Research Scientist at NNAISENSE, Lugano
DEIB - Alario Seminar Room (building 21)
June 22nd, 2018
2.00 pm
Contacts:
Matteo Matteucci
Research Line:
Artificial intelligence and robotics
NNAISENSE has a long lasting record of ground-breaking results in artificial intelligence (AI). From perception to reinforcement learning, the company’s legacy of super-human performance places them in the right position to take AI technology into everyday control systems. While AI approaches control problems from an information theoretical and statistical perspective, control theory addresses issues concerning the physical world with a strong focus on safety, hard constraints and theoretical guarantees. While control approaches can be very robust they can seldom suffer from conservativeness of their assumptions. This is believed not to be the case for AI, where performance depends mainly on the quality and the amount of data but no general guarantees exist for safety. For this reason, while deep learning is becoming the industry standard for perception, its use in control is mostly limited to simulated or non-critical tasks. Combining the fields of control and AI has the potential for retaining best of both Worlds. The first part of the talk will briefly introduce NNAISENSE’s research objectives in this direction. In the second part, we will then introduce Non-Autonomous Input-Output Stable Network (NAIS-Net): a very deep architecture, developed in collaboration with Polimi, where each stacked processing block is derived from a time-invariant non-autonomous dynamical system. Non-autonomy is implemented by skip connections from the block input to each of the unrolled processing stages and allows stability to be enforced so that blocks can be unrolled adaptively to a pattern-dependent processing depth. NAIS-Net induces non-trivial, Lipschitz input-output maps, even for an infinite unroll length. We prove that the network is globally asymptotically stable so that for every initial condition there is exactly one input-dependent equilibrium assuming tanh units, and multiple stable equilibria for ReL units. An efficient implementation that enforces the stability under derived conditions for both fully-connected and convolutional layers is also presented.

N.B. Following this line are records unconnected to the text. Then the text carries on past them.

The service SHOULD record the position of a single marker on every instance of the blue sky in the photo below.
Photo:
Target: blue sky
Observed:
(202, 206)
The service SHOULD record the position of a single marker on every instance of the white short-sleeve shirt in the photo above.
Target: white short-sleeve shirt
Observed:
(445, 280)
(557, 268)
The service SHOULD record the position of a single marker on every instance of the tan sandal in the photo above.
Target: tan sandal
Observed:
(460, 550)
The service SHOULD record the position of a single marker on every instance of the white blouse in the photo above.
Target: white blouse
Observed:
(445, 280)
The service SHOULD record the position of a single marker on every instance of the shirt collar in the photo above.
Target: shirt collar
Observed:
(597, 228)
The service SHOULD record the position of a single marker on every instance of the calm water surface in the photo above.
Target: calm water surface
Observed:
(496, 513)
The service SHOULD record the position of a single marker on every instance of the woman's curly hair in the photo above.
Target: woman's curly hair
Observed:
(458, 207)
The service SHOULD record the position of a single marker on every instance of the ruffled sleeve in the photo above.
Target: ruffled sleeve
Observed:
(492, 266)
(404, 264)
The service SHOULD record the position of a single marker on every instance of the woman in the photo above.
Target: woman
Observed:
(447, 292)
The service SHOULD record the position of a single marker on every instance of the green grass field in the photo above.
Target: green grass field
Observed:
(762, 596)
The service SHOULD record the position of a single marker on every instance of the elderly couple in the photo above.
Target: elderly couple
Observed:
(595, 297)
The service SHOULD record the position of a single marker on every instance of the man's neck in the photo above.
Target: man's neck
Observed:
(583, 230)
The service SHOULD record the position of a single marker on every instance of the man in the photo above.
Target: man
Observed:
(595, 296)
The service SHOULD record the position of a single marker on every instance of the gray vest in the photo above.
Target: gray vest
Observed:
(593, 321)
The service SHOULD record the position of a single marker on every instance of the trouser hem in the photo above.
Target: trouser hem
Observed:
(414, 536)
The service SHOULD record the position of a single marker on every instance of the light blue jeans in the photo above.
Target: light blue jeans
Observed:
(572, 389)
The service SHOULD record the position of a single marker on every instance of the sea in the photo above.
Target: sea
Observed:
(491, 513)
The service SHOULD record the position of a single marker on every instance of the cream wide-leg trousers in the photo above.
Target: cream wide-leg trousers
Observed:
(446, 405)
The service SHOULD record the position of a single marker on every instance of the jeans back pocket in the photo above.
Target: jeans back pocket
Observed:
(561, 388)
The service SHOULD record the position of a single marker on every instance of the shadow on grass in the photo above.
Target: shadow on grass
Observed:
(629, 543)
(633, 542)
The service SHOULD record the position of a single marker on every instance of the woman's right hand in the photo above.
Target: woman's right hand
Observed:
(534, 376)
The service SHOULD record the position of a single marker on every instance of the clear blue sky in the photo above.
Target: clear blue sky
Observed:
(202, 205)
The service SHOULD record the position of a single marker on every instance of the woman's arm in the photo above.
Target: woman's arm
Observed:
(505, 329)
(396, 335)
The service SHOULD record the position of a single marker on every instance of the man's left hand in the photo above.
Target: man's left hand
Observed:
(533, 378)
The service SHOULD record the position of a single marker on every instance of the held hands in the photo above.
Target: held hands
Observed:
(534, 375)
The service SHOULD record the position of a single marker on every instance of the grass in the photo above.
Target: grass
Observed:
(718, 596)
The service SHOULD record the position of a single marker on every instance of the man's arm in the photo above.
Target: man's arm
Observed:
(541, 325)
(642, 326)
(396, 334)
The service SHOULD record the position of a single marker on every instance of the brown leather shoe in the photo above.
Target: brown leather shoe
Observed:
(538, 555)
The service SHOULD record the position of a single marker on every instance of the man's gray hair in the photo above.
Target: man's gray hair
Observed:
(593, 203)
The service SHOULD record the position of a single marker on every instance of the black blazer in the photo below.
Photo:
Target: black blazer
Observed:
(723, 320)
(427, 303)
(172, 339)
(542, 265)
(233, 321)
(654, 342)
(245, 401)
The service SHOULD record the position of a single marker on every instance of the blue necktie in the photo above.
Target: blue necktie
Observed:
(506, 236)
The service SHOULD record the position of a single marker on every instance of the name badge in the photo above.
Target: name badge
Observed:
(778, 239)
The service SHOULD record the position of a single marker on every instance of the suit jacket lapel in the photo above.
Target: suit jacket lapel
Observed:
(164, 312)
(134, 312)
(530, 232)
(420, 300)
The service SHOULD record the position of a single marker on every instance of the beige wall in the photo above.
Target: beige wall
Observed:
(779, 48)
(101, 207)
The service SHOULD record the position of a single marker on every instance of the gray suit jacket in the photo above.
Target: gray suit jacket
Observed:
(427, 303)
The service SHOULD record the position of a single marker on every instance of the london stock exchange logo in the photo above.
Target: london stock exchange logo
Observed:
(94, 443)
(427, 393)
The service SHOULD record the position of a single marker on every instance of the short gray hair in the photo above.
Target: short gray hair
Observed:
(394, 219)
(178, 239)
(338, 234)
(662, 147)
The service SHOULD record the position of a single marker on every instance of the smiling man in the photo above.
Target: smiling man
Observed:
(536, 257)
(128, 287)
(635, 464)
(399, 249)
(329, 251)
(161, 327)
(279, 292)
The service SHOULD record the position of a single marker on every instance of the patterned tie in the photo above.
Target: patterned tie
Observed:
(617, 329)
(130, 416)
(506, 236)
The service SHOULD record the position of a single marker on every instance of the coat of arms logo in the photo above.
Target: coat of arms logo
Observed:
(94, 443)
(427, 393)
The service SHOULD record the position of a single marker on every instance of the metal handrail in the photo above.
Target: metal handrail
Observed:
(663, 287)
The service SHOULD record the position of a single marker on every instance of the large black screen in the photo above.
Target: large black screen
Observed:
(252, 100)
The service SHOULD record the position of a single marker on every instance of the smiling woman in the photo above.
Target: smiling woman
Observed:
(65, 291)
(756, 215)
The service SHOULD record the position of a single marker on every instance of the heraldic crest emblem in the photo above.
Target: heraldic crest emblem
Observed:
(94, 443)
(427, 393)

Experimental results show how NAIS-Net exhibits stability in practice, yielding a significant reduction in generalization gap compared to ResNets.
Marco Gallieri is a Research Scientist at NNAISENSE, in Lugano. He received a PhD in Engineering from Sidney Sussex College, the University of Cambridge, in 2014. His PhD Thesis was on LASSO-MPC and is published by Springer. In 2009 he received an MSc in automation engineering from the Universita’ Politecnica delle Marche, in Italy. He wrote his MSc thesis during a visiting term at the National University of Ireland, Maynooth. In 2010 he was a Marie Curie early stage researcher at the Instituto Superior Tecnico in Lisbon working on non-linear control of autonomous underwater vehicles. Before joining NNAISENSE, he spent three years with the McLaren group, where he developed a model based Li-Ion battery management system for the F1 power unit and a prototype for next generation F1 driver-in-the-loop simulator. He then worked as a data scientist in the R&D branch of the group where he led the development of a wearable technology.
He’s currently leading the control theory R&D efforts of NNAISENSE. His research interests are at the intersection between control and machine learning and include the study of stability of deep and recurrent neural networks as well as their use in control systems for safety-critical applications.